Are there benchmarks on the speed of user-defined message/reduce functions?

Are there benchmarks on the speed of using user-defined message/reduce functions? Besides built-in functions that invoke g-SDDMM or g-SpMM for message passing, I’m curious about the performance of running user-defined message functions and reduce functions using DGL. How well do the node_batch and edge_batch methods perform under different conditions, such as sparse/dense graphs and large/small graphs? Are there statistics that you can share?

As you can see, with the progress of GNN (Graph Neural Networks), there are various message functions. I believe that having access to such statistics would be highly beneficial for the community. It would not only help in understanding the performance nuances of DGL under various conditions but also assist in optimizing our own implementations more effectively.
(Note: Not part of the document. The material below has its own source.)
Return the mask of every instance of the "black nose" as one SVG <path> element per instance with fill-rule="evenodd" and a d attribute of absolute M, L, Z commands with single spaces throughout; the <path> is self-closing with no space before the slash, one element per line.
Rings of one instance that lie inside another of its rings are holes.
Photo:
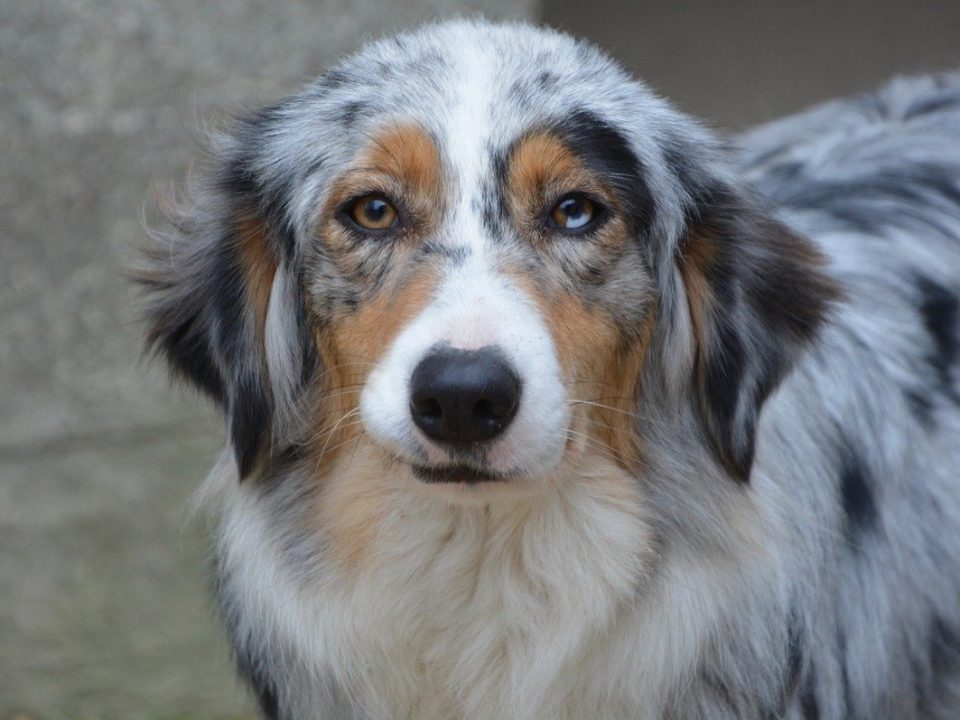
<path fill-rule="evenodd" d="M 520 378 L 494 348 L 438 348 L 410 380 L 413 421 L 441 443 L 491 440 L 507 428 L 519 404 Z"/>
And I would really appreciate it if there would be a guide on how to write DGL code efficiently. For example, is it better not to perform calculations on nodes (like linear(edges.src['fv']) ) in an edge_udf ? And similarly, does performing calculations (e.g. linear(nodes.data['fv'])) in a node_udf would risk loss of efficiency because of the “degree bucketing”?

There is no benchmark for that unfortunately.

To make message passing more efficient, a typical practice is to reduce the operations on edges as the number of edges is usually much larger than the number of nodes. This paper Graphiler summarizes a couple of common patterns. Although the paper aims at automating such optimization, manually rewriting the codes should give similar speedup.

1 Like

Thanks, @minjie. Your response was really helpful. I will definitely look into your paper. BTW, I’ve started to use the dgl.ops API, and I find everything becomes clearer. :smiley:

This topic was automatically closed 30 days after the last reply. New replies are no longer allowed.